Viele Bewegungen haben sich gegen diese Unterdrückungsformen gewandt. Aber sie waren leider allesamt nicht in der Lage, Lösungen zu entwickeln. Heute existiert mit unserer Bewegung, die sich aus der PKK entwickelt hat, eine Bewegung, die eine andere Herangehensweise verfolgt als alle anderen zuvor. Wir kämpfen gegen alle diese Mentalitäten der Unterdrückung, sind aber zur gleichen Zeit auch in der Lage eine Alternative zu präsentieren.

Die Kräfte des Kapitalismus nutzen das Chaos in der Region, um ihre eigene Lösung durchzusetzen. Sie wollen uns eine kapitalistische Lebensweise aufzwingen. Sie wollen alle von Geld abhängig machen, die Ethik und den sozialen Zusammenhang der Gesellschaft zerstören. In den vergangenen Jahrzehnten versucht das kapitalistische System sich permanent im Mittleren Osten zu verankern, aber so richtig will das nicht gelingen. Weder militärisch, noch politisch oder gesellschaftlich haben seine Vertreter wirkliche Erfolge. Die kulturelle und historische Wirklichkeit im Mittleren Osten unterscheidet sich sehr stark von der westlicher Gesellschaften. Das kapitalistische System soll dem Mittleren Osten quasi von außen aufgezwungen werden. Deshalb gibt es immer Widerstand seitens der Menschen hier.

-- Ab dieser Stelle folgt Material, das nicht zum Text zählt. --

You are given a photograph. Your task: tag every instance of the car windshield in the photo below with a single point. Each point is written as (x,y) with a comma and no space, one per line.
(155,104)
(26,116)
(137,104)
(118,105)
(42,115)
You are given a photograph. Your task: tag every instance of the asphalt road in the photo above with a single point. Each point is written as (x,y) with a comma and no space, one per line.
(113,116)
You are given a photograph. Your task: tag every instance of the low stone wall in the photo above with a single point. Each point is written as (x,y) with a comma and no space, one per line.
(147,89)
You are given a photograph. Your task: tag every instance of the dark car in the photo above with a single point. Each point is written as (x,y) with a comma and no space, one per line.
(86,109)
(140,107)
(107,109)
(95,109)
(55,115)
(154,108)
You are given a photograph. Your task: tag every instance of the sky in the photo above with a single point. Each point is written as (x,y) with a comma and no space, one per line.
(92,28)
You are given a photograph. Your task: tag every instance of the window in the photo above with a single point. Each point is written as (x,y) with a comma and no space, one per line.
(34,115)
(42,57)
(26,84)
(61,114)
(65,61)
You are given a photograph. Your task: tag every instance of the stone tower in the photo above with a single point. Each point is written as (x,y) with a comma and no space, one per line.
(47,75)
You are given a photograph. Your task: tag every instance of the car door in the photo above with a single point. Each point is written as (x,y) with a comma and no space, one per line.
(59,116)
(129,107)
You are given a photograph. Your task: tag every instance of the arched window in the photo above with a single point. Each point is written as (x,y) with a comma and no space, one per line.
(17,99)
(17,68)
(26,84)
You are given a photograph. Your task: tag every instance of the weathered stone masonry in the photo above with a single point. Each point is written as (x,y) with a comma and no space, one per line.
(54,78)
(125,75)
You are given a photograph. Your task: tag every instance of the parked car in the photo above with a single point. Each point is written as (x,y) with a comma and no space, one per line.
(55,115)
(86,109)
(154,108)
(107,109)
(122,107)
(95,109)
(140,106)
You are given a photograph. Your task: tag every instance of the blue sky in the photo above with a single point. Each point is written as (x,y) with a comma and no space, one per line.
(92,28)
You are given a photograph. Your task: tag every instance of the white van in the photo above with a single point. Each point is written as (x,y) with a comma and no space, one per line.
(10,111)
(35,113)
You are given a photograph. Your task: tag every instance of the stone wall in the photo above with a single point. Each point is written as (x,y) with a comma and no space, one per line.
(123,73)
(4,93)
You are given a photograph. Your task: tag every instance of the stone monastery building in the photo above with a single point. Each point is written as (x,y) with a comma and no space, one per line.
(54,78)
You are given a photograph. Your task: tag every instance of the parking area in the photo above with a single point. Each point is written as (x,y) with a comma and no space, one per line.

In dem „Chaos“, wie du es nennst, kämpfen unzählige Akteure gegeneinander. Was unterscheidet die kurdische Bewegung von den anderen Kräften?

Sicher, hier gibt es viele verschiedenen Kräfte und alle wollen irgendetwas anderes. Einige versuchen, das europäische System des Kapitalismus zu kopieren. Andere wollen ein auf religiösem Fundamentalismus basierendes System errichten. Wieder andere nennen sich zwar Sozialisten, Kommunisten, Demokraten, haben aber eigentlich mit Sozialismus, Demokratie oder einer Revolution nichts zu tun.

Die Gesellschaft des Mittleren Ostens ist pluralistisch und vielschichtig. Man kann hier nicht irgendein monistisches System errichten, das diese Vielschichtigkeit nicht akzeptiert. In Syrien zum Beispiel haben wir den Assad-Klan, der vor langer Zeit durch einen Militärputsch an die Macht kam. Sie unterdrückten andere, um ihre Macht zu erhalten. Die Baath-Partei nennt sich auch irgendwie sozialistisch, aber wenn wir uns die Praxis ihrer Herrschaft ansehen, sehen wir, dass das nichts mit Sozialismus zu tun hat.

Wegen der Art und Weise, wie die Baath-Partei durch Gewalt und Angst regiert hat, kam es zu einer Situation, in der es das Potential für eine große Explosion in der Gesellschaft gab. Denn die Gesellschaft musste aus dieser Situation ausbrechen. Als der arabische Frühling begann, entlud sich dieses Potential. Das Problem war aber, dass jene Revolutionäre, die es gab, entweder schon vor der Revolution im Knast saßen oder während der Revolution inhaftiert wurden. Es gab keine revolutionäre Erfahrung in Syrien. Auch die, die sich Revolutionäre nannten, hatten keinerlei Erfahrung, wie man so einen Kampf führt. Diejenigen, die dann stärker wurden, waren die, die von der selben Mentalität getragen, wie der Staat selbst: patriarchales Bewusstsein, Nationalismus und religiöser Fundamentalismus.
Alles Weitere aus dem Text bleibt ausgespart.